Lettera del consumatore

11 aprile 2004
Domanda 11 aprile 2004
Lo scorso dicembre ho acquistato, tramite un'agenzia immobiliare, un alloggio costruito in edilizia convenzionata (diritto superficiario 99nnale). All'atto del compromesso abbiamo dichiarato il valore commerciale dell'immobile e l'ammontare del mutuo che avremmo richiesto. In quella sede l'agenzia ci comunico' che nell'atto avremmo dovuto dichiarare solo il valore catastale dell'immobile e non parlo' mai del valore della convenzione.
Al momento dell'istruzione della pratica di mutuo la Banca mi chiese tutta la documentazione relativa alla convenzione e mi fece notare che l'importo massimo concedibile era quello relativo al "prezzo massimo di cessione da calcolarsi, ai sensi della convenzione, sulla base dell'adeguamento ISTAT e che questo, e non la rendita catastale, era il valore da dichiarare in atto. Ne' l'agenzia, ne' tanto meno il notaio (scelto erroneamente per il tramite dell'agenzia) mi avevano mai accennato di questa eventualita', e solo dietro una mia reiterata richiesta, a pochi giorni dal rogito notarile, direttamente al notaio, sono potuta entrare in possesso della dichiarazione circa il valore convenzionale dell'immobile. Valore che risultava essere di oltre 10.000 euro inferiore al mutuo richiesto. A questa cifra si deve inoltre sommare l'aggravio delle spese notarili, visto che, diversamente dalle informazioni fornitemi dall'agenzia, il valore da dichiarare in atto non e' quello della rendita ma quello stabilito dalla convenzione, decisamente piu' alto.

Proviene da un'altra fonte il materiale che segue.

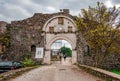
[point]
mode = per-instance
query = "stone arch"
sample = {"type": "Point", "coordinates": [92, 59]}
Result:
{"type": "Point", "coordinates": [72, 43]}
{"type": "Point", "coordinates": [45, 25]}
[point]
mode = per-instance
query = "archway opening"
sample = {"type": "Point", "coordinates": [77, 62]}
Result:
{"type": "Point", "coordinates": [61, 50]}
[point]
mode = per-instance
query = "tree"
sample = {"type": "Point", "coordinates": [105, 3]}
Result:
{"type": "Point", "coordinates": [100, 27]}
{"type": "Point", "coordinates": [66, 51]}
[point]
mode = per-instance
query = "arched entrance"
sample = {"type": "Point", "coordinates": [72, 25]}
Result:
{"type": "Point", "coordinates": [61, 52]}
{"type": "Point", "coordinates": [59, 28]}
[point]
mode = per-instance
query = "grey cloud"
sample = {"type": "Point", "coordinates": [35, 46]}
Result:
{"type": "Point", "coordinates": [20, 9]}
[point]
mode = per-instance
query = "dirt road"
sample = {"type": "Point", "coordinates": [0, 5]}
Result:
{"type": "Point", "coordinates": [57, 72]}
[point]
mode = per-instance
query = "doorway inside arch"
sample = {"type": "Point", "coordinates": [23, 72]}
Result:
{"type": "Point", "coordinates": [61, 52]}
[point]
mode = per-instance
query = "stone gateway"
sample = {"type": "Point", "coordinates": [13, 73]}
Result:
{"type": "Point", "coordinates": [40, 31]}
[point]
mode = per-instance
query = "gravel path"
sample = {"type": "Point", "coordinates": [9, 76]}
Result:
{"type": "Point", "coordinates": [57, 72]}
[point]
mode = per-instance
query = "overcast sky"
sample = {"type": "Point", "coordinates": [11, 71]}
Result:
{"type": "Point", "coordinates": [20, 9]}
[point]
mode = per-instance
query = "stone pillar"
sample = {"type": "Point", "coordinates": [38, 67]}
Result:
{"type": "Point", "coordinates": [74, 57]}
{"type": "Point", "coordinates": [47, 57]}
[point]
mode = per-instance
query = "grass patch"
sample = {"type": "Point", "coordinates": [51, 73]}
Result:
{"type": "Point", "coordinates": [115, 71]}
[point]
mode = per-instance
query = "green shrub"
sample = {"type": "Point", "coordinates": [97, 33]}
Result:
{"type": "Point", "coordinates": [28, 62]}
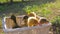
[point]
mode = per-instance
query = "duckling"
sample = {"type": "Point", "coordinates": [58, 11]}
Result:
{"type": "Point", "coordinates": [25, 19]}
{"type": "Point", "coordinates": [43, 21]}
{"type": "Point", "coordinates": [32, 21]}
{"type": "Point", "coordinates": [14, 19]}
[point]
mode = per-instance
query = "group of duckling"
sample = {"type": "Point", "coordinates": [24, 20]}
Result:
{"type": "Point", "coordinates": [31, 20]}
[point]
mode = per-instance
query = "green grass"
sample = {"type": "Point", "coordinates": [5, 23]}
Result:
{"type": "Point", "coordinates": [48, 10]}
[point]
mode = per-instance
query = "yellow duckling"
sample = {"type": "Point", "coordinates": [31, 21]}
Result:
{"type": "Point", "coordinates": [32, 21]}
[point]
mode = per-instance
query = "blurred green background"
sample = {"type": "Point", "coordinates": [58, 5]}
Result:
{"type": "Point", "coordinates": [46, 8]}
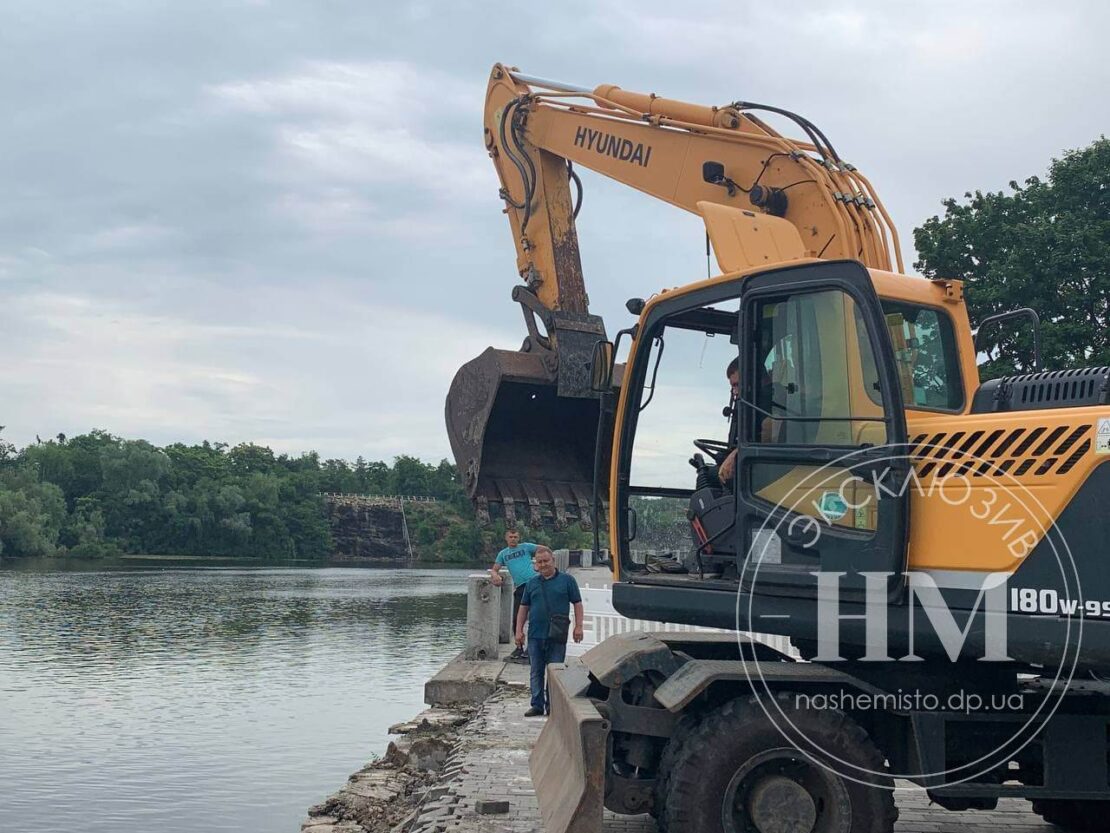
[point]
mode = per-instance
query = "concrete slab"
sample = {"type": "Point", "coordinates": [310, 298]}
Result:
{"type": "Point", "coordinates": [490, 762]}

In altri termini a meno di tre settimana dal rogito notarile sono stata costretta (visto che una risoluzione per eccessiva onerosita' sopravvenuta sarebbe stata inopportuna) a reperire una somma 15.000 che non disponevo. Siccome l'imprevedibilita' dell'esborso di una somma cosi' considerevole e' dovuta, ritengo, a negligenza da parte dell'agenzia che ha sempre taciuto dell'esistenza di questo valore e delle implicazioni che questo valore avrebbe avuto sia per l'erogazione del mutuo, sia per la quantificazione degli oneri notarili, gradirei sapere se e in che modo possa procedere contro l'agenzia, che purtroppo ho gia' pagato.
Chiara, da Chivasso

Risposta ADUC
occorre faccia studiare gli atti ad un legale: oggettivamente non e' possibile fare ipotesi teoriche in questo caso. Riteniamo che la cosa migliore sia di rivolgersi con tutta la documentazione ad un'associazione per la proprieta' edilizia (quale Cofedilizia. Uppi, Apu, Confappi, Asppi, etc..).